Abb. 1: Der Monat August im Stundenbuch Très Riches Heures du Duc de Berry, gemalt von den Brüdern von Limburg; Chantilly, Mus. Condé, Ms.65, fol. 8v. Digitalisat: https://arca.irht.cnrs.fr/ark:/63955/md45q811kp9t.

Am berühmtesten und künstlerisch wertvollsten dürften die Stundenbücher des Herzogs von Berry (1340–1416) sein, darunter das Très riches heures (Abb. 1). Es handelt sich um ein ausgesprochen reichhaltig verziertes Stundenbuch, das 208 Blätter enthält, von denen etwa die Hälfte ganzseitig bebildert ist.

Im Stundenbuch stehen Text bzw. Gebet und Bild in direktem Zusammenhang. Ein Beispiel, anhand dessen sich das gut aufzeigen lässt, ist das Schutzengelgebet im Beaufort-Stundenbuch (Abb. 2). In dem Bild wird der danebenstehende Text des Schutzengelgebets Angele, qui meus es custos superna illustriert. Das auf Reginald von Canterbury zurückgehende Gebet gehört zu den im Spätmittelalter bekanntesten Schutzengelgebeten.[3] In dem im Stundenbuch enthaltenen Beginn des Gebets wird der Schutzengel angerufen und um seinen Beistand in vielerlei Hinsicht (Schutz, Führung, Befreiung von Lastern, Hilfe bei Buße und Vermeidung der Hölle) gebeten.

Auch in der Abbildung wird mit Text gearbeitet: Über ein Schriftband richtet die Stifterin ihre Bitte an den Schutzengel: Sub umbra alarum tuarum protege me. Es handelt sich um ein Zitat aus Ps 16,8. Der Engel verkündet der Stifterin den göttlichen Beistand: Dominus custodiat te ab omni malo. Auch hier handelt es sich um ein Psalmenzitat (Ps 120,7).[4]

Da der Gebetstext lateinisch und somit für viele Laien unverständlich war, spielte die Illumination eine wichtige Rolle in der Andachtsübung, weil hierin der Inhalt der entsprechenden Frömmigkeitsübung verdeutlicht wird. Der Erfolg dieser Methode ist an der weiten Verbreitung von Stundenbüchern im Spätmittelalter ersichtlich. Zudem legt dies nahe, dass sich die Besitzer der Stundenbücher von den Gebeten einen direkten Nutzen – hier in Form des Herbeirufens des Schutzengels – versprachen, weshalb laut Bodo Brinkmann jeder fromme Laie des späten Mittelalters, der dies finanziell bewerkstelligen konnte, ein solches Gebetsbüchlein besaß.[5]

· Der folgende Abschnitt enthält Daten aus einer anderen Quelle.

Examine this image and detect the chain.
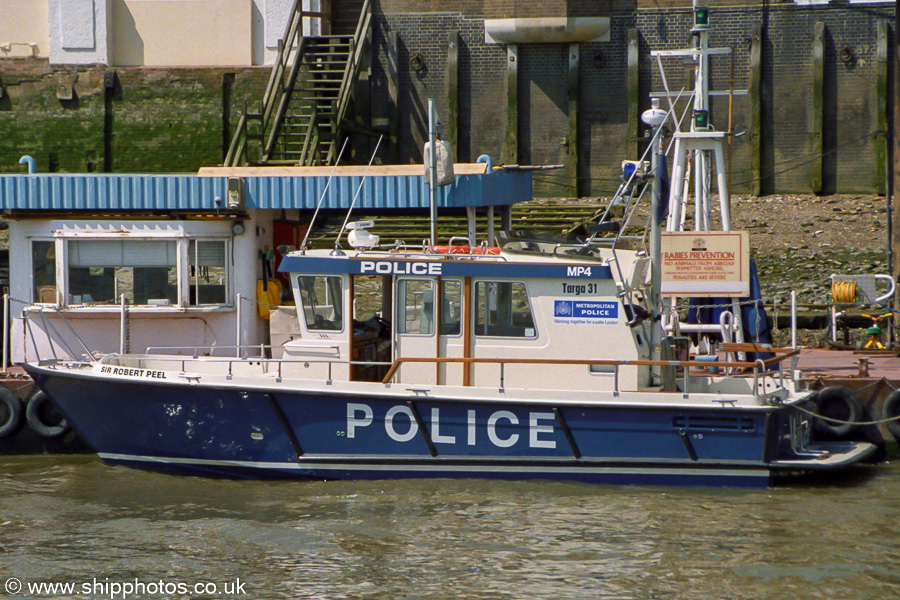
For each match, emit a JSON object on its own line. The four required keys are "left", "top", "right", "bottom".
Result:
{"left": 7, "top": 295, "right": 35, "bottom": 306}
{"left": 240, "top": 295, "right": 281, "bottom": 310}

Abb. 2: Schutzengelgebet im Beaufort/Beauchamp Stundenbuch. London, um 1430. Aus dem Archiv der British Library, Royal 2 A XVIII, fol. 26r. Digitalisat: https://www.bl.uk/manuscripts/FullDisplay.aspx?ref=Royal_MS_2_A_XVIII.

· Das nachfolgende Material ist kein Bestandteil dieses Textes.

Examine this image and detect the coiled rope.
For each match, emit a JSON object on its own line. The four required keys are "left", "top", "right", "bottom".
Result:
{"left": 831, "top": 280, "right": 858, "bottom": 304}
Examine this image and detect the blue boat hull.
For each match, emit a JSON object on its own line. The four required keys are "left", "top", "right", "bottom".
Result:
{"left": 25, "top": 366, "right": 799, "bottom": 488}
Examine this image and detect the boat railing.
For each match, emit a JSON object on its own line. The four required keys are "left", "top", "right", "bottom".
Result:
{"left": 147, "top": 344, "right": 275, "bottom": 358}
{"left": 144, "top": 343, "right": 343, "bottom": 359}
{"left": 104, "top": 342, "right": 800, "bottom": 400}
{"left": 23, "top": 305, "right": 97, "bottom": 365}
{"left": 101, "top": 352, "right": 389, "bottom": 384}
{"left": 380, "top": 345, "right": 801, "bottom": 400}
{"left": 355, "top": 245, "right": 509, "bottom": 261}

Dieses mit dem Gebet intendierte Herbeirufen des Schutzengels ist in der Illumination abgebildet. Die rote Rahmung trennt die fromm kniende Frau, höchstwahrscheinlich die Stifterin Margaret Beauchamp, von der Sphäre des Engels, wie anhand der Überschneidung der Rahmung mit Kniekissen, Frauenkörper und Spruchband ersichtlich ist. Es handelt sich dementsprechend um die Trennung von Himmel und Erde, Transzendenz und Immanenz.

Erstere befindet sich innerhalb des Rahmens. Der Engel fungiert als Vertreter der himmlischen Sphäre, der sich aber aufgrund seiner Funktion als göttlicher Mittler auf die Immanenz – in Person der Stifterin – zubewegt.

Diese Bewegung ist anhand der Flügel erkennbar; während die linke Schwinge noch im Inneren des Bildrandes bleibt, geht die Spitze des rechten Flügels über die Rahmung hinaus und ragt schützend über die kniende Stifterin. Der Engel ist mittels ihres Gebets herbeigerufen worden – in der Illumination ist abgebildet, was durch das Gebet erreicht werden soll. Bild und Text stehen in direktem Zusammenhang und sollen den Erfolg der Andachtsübung sichern.

Hinzu kommt, dass die Illumination im Stundenbuch den Betenden die Möglichkeit einer Identifikation bietet; in teuren Exemplaren bildet das Stifterbild die stiftende Person erkennbar ab und leitet diese dadurch einerseits direkt in der Andachtsübung an, andererseits wird sie durch die Illumination auch in ein persönliches Verhältnis zu den abgebildeten Repräsentanten Gottes gesetzt. Dieser persönliche Zugang wird auch bei Vererbung des Stundenbuches beibehalten, da nun die Stifterin als Vorbild für die Andachtsübung sowie direkter Fürsprecher vor Gott fungieren kann. Auch die in ‚Massenwaren‘ typisierten Figuren männlicher oder weiblicher Erwachsener dienen als Projektionsfläche für die eigene Andachtsübung, wenngleich ohne den Aspekt der Darstellung der persönlichen Relation zur göttlichen Sphäre und seiner Repräsentanten.[6]


[1] Einheitsübersetzung der Heiligen Schrift [=EÜ], Stuttgart 2016.

[2] Vgl. Allgemeine Einführung in das Stundengebet. Hg. durch das Deutsche Liturgische Institut, S. 1–10, online abrufbar unter: https://www.liturgie.de/liturgie/pub/litbch/aes.pdf; zuletzt abgerufen am 23.04.2024.

[3] Vgl. Agnes Thum: Schutzengel. 1200 Jahre Bildgeschichte zwischen Devotion und Didaktik. Regensburg 2014 (Studien zur christlichen Kunst 9), S. 194–197.

[4] Vgl. Biblia Sacra Vulgata, Bd. 3 Psalmi – Proverbia – Ecclesiastes – Canticum canticorum – Sapientia – Iesus Sirach. Hg. von Andreas Beriger et al. Berlin/Boston 2018.

[5] Vgl. Bodo Brinkmann: Zur Rolle von Stundenbüchern in der Jenseitsvorsorge. In: Himmel, Hölle, Fegefeuer. Das Jenseits im Mittelalter. Eine Ausstellung des Schweizerischen Landesmuseums in Zusammenarbeit mit dem Schnütgen-Museum und der Mittelalterabteilung des Wallraf-Richartz-Museums der Stadt Köln. Ausstellungskatalog. Zürich 1994, S. 91–100, hier S. 92.

[6] Vgl. Thum, Schutzengel (wie Anm. 3), S. 194.